Malassis, pensif, piétine à l’arrière du cortège.

 

Il se fera bientôt l'équi­valent d'un grand silence paisible, il ne ressentira plus de maux, aucune tris­tesse ne l'agitant, au­cun souci de l’infâme Créature, La Chose rousse, la shampouineuse maléfique une fois enfin décédée, le soulagement montera en lui par degrés, il de­viendra plus que jamais aimable, respi­rant fort et bien, le choc sans doute. À la mort de l’odieuse personne il n’aura plus ce sen­timent d’urgence éperdue, vague, sans cause, sa souffrance ne lui sera plus un handicap, mais une présence familière, une vieille habitude, une bonne compagne de vie au­trement plus af­fable, honnête, secourable : voici qu’elle l’occupe, le dis­trait, l’absorbe, il a du temps à présent, tout son temps, le temps de la ri­vière disait-on dans sa famille.

 

Cette bonne humeur ne peut durer.

 

Le coiffeur se tient au bout de l’alignement, devant le tom­beau ou­vert. Le beau cercueil de frêne clair est descendu par à-coups au bout des courroies devant l’assistance son­geuse. Mon­sieur Nego, supervisant en personne la cérémonie, a dé­posé les courroies contre la grille de la tombe, et il lisse ses cheveux la­qués, heureux de la sa­tisfac­tion du devoir accompli. Un tgv file sur le pont de la voie ferrée au–dessus des cha­pelles, des croix et des ifs.

 

– Tiens ! Le train de 10h33 a du retard.  

 

Le père d’Adeline lit un discours. La voix se tord sous l’émotion, comme un objet pris dans un étau. Le vent est tombé, et il gémit dans une courette à l’écart, frottant ses vieux genoux. C’est bientôt le choc assourdi des poignées de terre sur le cer­cueil.

 

En a-t-il fallu des recherches pour trouver en hiver ce co­quelicot ! Malassis le lance sur le bois où il ne fait aucun bruit. À la fin de la cé­rémonie il refuse d’être accom­pagné en voiture, il ne doit ja­mais rien à per­sonne, jamais, et at­tend le bus qui ne tarde pas, ouvre sa porte de­vant lui avec un bruit de soupir las. Malassis s’assied et ne pense à rien. Strictement à rien. Ce qui est bien plus difficile qu’un vain peuple le croit.

 

Il change de bus pour la ligne Carémeau et descend au ter­minus. La porte vitrée de l’hôpital s’écarte devant Malassis avec une servilité qui aurait impres­sionné le grand des­pote perse des Achéménides, Cyrus. Ce n’est pas l’avis de l’Accueil où on fait savoir que l’heure des visites est passée. Le lecteur prévenu de tout s’inquiète dans le dos de l’infirmière de service : il pressent que l’action va se précipiter, les événements dégénérer et le sang chaud et vermeil fumer sur les grands draps blancs de l’hôpital.

 

 

 

Antoine

 

 

Antoine n’est pas mort dans l’attentat et le regrette, exposant ce point de vue amer à un voisin paralytique, cha­cun de son côté roulant dans un fauteuil orthopé­dique d’un mur à l’autre de la chambre d’hôpital obs­curcie par le cré­puscule.

 

Le critique littéraire a beaucoup changé. Avant l’attentat il avait supporté avec vaillance d’avoir une canne, admis avec courage d’être opéré, envisagé avec stoïcisme de l’être à nou­veau. Il ne sup­porte plus rien. Il ap­puie sans cesse sur le bouton de la pompe à mor­phine, cela lui est rapproché, il finira drogué.

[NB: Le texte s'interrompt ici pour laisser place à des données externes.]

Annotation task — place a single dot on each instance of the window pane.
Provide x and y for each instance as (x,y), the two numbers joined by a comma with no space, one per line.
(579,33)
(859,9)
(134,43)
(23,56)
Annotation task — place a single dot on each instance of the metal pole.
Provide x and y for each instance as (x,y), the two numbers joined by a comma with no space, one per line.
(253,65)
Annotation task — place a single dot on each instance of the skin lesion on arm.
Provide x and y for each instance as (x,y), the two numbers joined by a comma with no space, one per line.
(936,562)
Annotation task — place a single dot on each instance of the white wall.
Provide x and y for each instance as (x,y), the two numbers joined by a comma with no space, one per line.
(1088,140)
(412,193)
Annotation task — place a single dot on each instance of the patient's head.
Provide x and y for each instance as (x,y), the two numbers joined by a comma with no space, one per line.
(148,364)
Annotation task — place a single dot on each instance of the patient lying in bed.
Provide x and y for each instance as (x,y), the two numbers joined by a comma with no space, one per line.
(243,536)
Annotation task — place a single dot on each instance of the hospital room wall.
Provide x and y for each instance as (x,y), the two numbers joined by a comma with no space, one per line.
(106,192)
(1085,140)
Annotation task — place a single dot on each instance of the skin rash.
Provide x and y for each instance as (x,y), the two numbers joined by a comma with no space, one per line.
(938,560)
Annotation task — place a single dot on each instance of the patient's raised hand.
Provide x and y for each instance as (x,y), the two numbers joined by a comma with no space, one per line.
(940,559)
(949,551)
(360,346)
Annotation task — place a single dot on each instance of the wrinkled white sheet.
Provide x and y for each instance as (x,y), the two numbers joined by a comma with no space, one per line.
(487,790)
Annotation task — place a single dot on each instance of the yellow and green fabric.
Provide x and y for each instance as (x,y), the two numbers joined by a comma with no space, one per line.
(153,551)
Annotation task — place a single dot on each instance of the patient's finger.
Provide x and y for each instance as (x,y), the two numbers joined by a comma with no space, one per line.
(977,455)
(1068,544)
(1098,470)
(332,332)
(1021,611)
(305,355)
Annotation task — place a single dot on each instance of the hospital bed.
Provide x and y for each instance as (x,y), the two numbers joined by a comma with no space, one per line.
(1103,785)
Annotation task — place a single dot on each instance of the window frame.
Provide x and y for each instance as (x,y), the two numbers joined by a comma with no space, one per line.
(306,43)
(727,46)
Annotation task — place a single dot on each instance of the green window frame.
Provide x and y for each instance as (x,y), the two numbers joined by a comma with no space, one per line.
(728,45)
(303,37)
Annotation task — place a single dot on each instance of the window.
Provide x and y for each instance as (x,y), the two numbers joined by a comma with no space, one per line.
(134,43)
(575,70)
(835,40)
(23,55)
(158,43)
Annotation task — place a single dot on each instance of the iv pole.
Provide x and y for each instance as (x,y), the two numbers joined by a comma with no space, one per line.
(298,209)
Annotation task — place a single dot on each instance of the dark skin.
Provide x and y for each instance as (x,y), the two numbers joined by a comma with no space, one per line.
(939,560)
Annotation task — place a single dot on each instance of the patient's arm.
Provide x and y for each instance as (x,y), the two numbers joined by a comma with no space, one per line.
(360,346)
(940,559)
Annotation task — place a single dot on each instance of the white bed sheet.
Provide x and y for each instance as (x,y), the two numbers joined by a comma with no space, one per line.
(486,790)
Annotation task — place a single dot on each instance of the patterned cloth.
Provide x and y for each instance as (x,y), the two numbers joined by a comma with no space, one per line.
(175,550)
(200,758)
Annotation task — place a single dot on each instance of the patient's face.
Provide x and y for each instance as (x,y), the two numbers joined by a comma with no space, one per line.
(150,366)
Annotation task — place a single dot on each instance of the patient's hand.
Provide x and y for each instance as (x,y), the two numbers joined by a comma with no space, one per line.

– Vous avez vu comment je fi­nis ? hurle-il d’une voix qui re­groupe tout le staff des in­firmières à sa porte.

Et l’impotent crache sur toute per­sonne qui passe à sa portée, il de­vient détes­table, il devie­nt un sale type, grande satisfac­tion, très grande, la fré­quenta­tion du Mal est toujours plus instruc­tive.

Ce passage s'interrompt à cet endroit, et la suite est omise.